Ea SM-3:Collaborative Res: Surface-induced forcing and decadal variability and change of the East Asian climate, surface hydrology and agriculture – A modeling and data approach
Overview
Significant dramatic decadal climate variability and change have occurred in East Asia (EA) during the past century, with a upward trend of dry area coverage. Studies suggest that EA climate variability is strongly influenced by surface-induced external forcings: sea surface temperature (SST), land surface processes, and aerosols. However, an interdisciplinary and synthetic study that includes all major surface-induced forcings has not been systematically conducted. General circulation model (GCM) studies with a single external forcing and one-way interaction have not been able to explain all the precipitation variances. The relative roles of the external forcings and their two-way interactions in the EA climate decadal variability and change have never been quantitatively examined.
EaSM-3 Main Project Page here
Principal investigator Dr.
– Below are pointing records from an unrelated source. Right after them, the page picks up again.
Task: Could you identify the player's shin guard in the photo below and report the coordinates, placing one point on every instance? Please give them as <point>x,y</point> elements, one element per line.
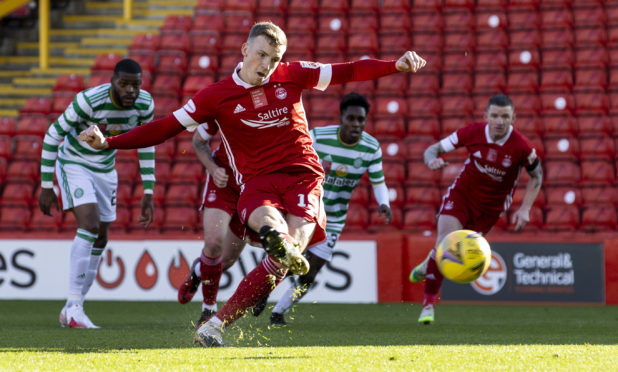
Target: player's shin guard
<point>433,282</point>
<point>91,274</point>
<point>78,264</point>
<point>210,275</point>
<point>255,285</point>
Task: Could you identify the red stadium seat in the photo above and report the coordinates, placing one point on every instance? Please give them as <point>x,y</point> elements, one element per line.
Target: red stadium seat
<point>449,173</point>
<point>394,172</point>
<point>146,43</point>
<point>598,147</point>
<point>557,58</point>
<point>37,105</point>
<point>14,218</point>
<point>599,218</point>
<point>599,195</point>
<point>157,222</point>
<point>69,83</point>
<point>186,194</point>
<point>562,173</point>
<point>524,58</point>
<point>357,218</point>
<point>421,218</point>
<point>562,148</point>
<point>423,195</point>
<point>563,195</point>
<point>562,218</point>
<point>377,223</point>
<point>27,147</point>
<point>128,171</point>
<point>41,222</point>
<point>106,62</point>
<point>597,172</point>
<point>180,219</point>
<point>556,125</point>
<point>184,171</point>
<point>360,196</point>
<point>8,126</point>
<point>18,194</point>
<point>423,127</point>
<point>33,125</point>
<point>6,147</point>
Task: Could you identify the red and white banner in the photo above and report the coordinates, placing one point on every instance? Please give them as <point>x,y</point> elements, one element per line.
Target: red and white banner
<point>152,270</point>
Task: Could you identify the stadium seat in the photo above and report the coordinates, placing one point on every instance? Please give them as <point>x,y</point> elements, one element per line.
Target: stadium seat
<point>562,218</point>
<point>27,147</point>
<point>450,172</point>
<point>456,105</point>
<point>8,126</point>
<point>389,128</point>
<point>564,195</point>
<point>69,84</point>
<point>41,222</point>
<point>523,80</point>
<point>564,147</point>
<point>420,175</point>
<point>17,194</point>
<point>556,125</point>
<point>598,147</point>
<point>597,172</point>
<point>14,218</point>
<point>187,171</point>
<point>37,105</point>
<point>128,171</point>
<point>599,218</point>
<point>422,195</point>
<point>357,218</point>
<point>106,62</point>
<point>599,195</point>
<point>33,125</point>
<point>421,218</point>
<point>377,223</point>
<point>419,127</point>
<point>524,58</point>
<point>6,147</point>
<point>562,173</point>
<point>180,219</point>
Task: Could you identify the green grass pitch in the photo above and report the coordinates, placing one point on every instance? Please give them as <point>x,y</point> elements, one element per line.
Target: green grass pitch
<point>142,336</point>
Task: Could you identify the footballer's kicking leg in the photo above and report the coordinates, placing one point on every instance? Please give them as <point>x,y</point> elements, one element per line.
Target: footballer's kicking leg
<point>88,225</point>
<point>433,277</point>
<point>297,291</point>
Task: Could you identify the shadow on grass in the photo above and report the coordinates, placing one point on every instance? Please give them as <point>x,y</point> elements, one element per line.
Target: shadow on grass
<point>33,326</point>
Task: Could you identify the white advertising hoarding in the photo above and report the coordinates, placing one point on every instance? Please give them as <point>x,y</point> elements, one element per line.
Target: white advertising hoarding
<point>152,270</point>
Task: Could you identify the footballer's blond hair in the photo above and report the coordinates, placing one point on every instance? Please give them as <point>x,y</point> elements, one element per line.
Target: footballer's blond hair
<point>273,33</point>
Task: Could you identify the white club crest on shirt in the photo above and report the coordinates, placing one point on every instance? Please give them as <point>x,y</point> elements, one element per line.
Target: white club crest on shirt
<point>506,162</point>
<point>281,93</point>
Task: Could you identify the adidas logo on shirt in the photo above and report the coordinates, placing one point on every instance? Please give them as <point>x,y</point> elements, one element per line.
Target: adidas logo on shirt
<point>238,109</point>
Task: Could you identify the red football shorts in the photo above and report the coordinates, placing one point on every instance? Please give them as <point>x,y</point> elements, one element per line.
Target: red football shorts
<point>224,199</point>
<point>297,192</point>
<point>478,219</point>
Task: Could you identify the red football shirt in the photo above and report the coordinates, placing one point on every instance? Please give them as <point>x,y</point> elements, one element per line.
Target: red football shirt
<point>263,128</point>
<point>490,173</point>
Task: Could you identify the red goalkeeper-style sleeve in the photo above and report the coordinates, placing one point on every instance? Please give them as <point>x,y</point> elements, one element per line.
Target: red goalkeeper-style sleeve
<point>365,69</point>
<point>147,135</point>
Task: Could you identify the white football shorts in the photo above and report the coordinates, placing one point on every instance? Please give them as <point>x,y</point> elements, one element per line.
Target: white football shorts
<point>79,185</point>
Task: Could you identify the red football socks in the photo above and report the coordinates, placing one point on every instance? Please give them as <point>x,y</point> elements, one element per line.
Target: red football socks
<point>255,286</point>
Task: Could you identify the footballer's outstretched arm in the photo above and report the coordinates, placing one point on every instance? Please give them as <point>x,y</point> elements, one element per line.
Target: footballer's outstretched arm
<point>146,135</point>
<point>522,215</point>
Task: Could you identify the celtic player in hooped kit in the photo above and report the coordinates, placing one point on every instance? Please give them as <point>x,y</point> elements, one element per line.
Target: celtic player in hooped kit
<point>273,160</point>
<point>87,177</point>
<point>484,188</point>
<point>346,152</point>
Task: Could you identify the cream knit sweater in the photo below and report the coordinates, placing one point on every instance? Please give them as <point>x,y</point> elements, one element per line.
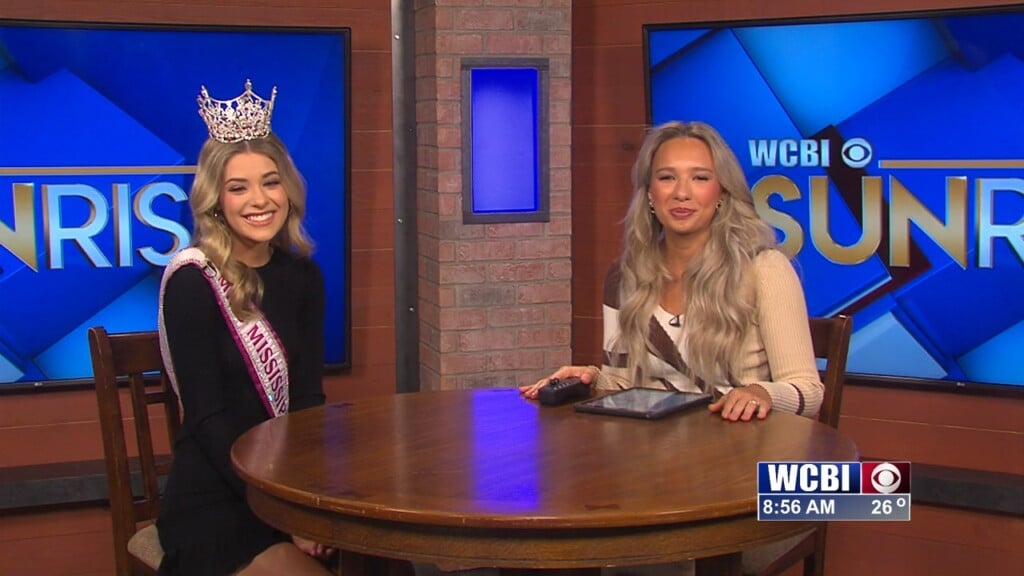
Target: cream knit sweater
<point>777,353</point>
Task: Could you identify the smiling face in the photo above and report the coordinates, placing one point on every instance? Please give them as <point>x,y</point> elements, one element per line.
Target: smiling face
<point>255,205</point>
<point>684,189</point>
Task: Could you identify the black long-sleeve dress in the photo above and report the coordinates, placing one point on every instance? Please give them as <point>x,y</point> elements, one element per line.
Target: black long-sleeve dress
<point>205,524</point>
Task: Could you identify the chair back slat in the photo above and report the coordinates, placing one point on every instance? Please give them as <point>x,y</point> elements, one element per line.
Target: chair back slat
<point>133,359</point>
<point>830,337</point>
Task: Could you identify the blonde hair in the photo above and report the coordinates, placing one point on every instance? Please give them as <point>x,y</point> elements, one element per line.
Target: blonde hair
<point>719,307</point>
<point>212,234</point>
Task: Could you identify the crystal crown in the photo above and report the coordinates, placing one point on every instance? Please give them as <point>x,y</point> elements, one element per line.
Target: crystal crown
<point>244,118</point>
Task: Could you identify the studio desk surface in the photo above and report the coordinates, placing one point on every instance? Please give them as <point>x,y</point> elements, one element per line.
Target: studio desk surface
<point>485,478</point>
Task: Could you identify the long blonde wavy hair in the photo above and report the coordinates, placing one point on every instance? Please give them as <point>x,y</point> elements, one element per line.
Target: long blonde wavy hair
<point>212,234</point>
<point>720,307</point>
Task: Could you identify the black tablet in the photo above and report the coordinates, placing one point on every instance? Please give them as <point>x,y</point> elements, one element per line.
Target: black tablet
<point>643,403</point>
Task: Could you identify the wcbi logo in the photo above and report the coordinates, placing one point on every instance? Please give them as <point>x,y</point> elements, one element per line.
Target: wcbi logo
<point>790,153</point>
<point>834,478</point>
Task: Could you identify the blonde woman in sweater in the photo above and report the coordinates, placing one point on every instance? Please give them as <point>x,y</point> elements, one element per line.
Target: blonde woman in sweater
<point>700,299</point>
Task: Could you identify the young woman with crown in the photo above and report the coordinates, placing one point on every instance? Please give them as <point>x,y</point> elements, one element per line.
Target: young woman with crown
<point>241,331</point>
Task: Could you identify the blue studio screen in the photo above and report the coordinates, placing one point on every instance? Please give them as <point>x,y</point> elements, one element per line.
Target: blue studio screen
<point>99,136</point>
<point>889,155</point>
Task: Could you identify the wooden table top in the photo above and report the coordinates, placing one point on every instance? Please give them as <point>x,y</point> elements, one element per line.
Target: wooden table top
<point>489,458</point>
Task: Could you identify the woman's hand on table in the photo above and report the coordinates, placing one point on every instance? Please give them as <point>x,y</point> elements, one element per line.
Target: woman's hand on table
<point>588,374</point>
<point>743,403</point>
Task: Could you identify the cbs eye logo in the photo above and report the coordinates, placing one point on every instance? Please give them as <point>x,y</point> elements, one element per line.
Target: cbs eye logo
<point>885,478</point>
<point>856,153</point>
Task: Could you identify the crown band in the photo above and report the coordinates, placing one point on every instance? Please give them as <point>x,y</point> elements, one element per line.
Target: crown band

YongKang Xue’s main page here
Intellectual Merit
In this project, we will apply a fully-coupled Atmospheric/Ocean GCM/biophysical and biogeochemical models/dynamic vegetation model to: examine the improvements in predictions of EA climate variability and change due to surface-induced forcings, including land use and land cover change (LULCC) and dust and black carbon effects and their two-way interactions in reference to predictions in which one or more of those processes and interactions are neglected; to evaluate and attribute the role played in the EA climate variability by these factors and mechanisms; to examine the effects of those processes on future projections of that regional climate; and to estimate uncertainty through a set of experiments.
This coupled model is based on energy, water, carbon and nitrogen balances with a dynamic vegetation component, and critically links several major Earth system processes over a variety of spatial and temporal scales. Each model component has been extensively tested and evaluated in process studies. In this interdisciplinary research, we conjecture that a reliable prediction of EA decadal climate variability and change requires an interdisciplinary and synthetic approach that allows for consideration of all major surface-induced forcings and for proper representations of these forcings and their two-way interactions in the Earth System model (EaSM). Data from different sources, especially from observations in the Tibetan Plateau (TP), will be applied to evaluate model predictions. Recently available data will be used to specify LULCC. Six hypotheses will be tested and three objectives pursued. In addition, a regional climate model (RCM) with high resolution will be applied to assess the regional details of effects of surface-atmosphere interactions on the climate and ecosystem of EA, the TP in particular. Through the representation of key non-linear feedback processes in the EaSM, this project has the potential to substantially improve predictive capabilities and to further explain how different Earth processes and human activities have contributed to EA climate variability and changes over much of the last century. The key scientific issues addressed in this proposal will contribute to achieving the long-term goal of this NSF Call.
Broad Impact
EA climate variability and change have been recognized as critical components in global climate studies. Distinct climate features, strong coupling between EA climate and external forcings, controversy over the causes of EA climate variability, especially drought, and significant social and economic implications of EA climate variability make this region extremely important to the scientific community. This project will contribute to identifying the attribution of EA precipitation changes to anthropogenic and natural drivers and the effects of climate variability on the ecosystem and water resources. The TP is the source of major Asian river systems that support more than a billion people downstream. The results from this study will provide useful information for surface hydrology and agriculture, critical for a populous and economically vibrant part of the world. The tools for this EA study can be used for global and other regional studies and the state-of-the-art GCM and RCM developed in this project will be released to the research community. The results from this study will be distributed via the UCLA database. This proposed program will contribute to a number of educational outreach activities.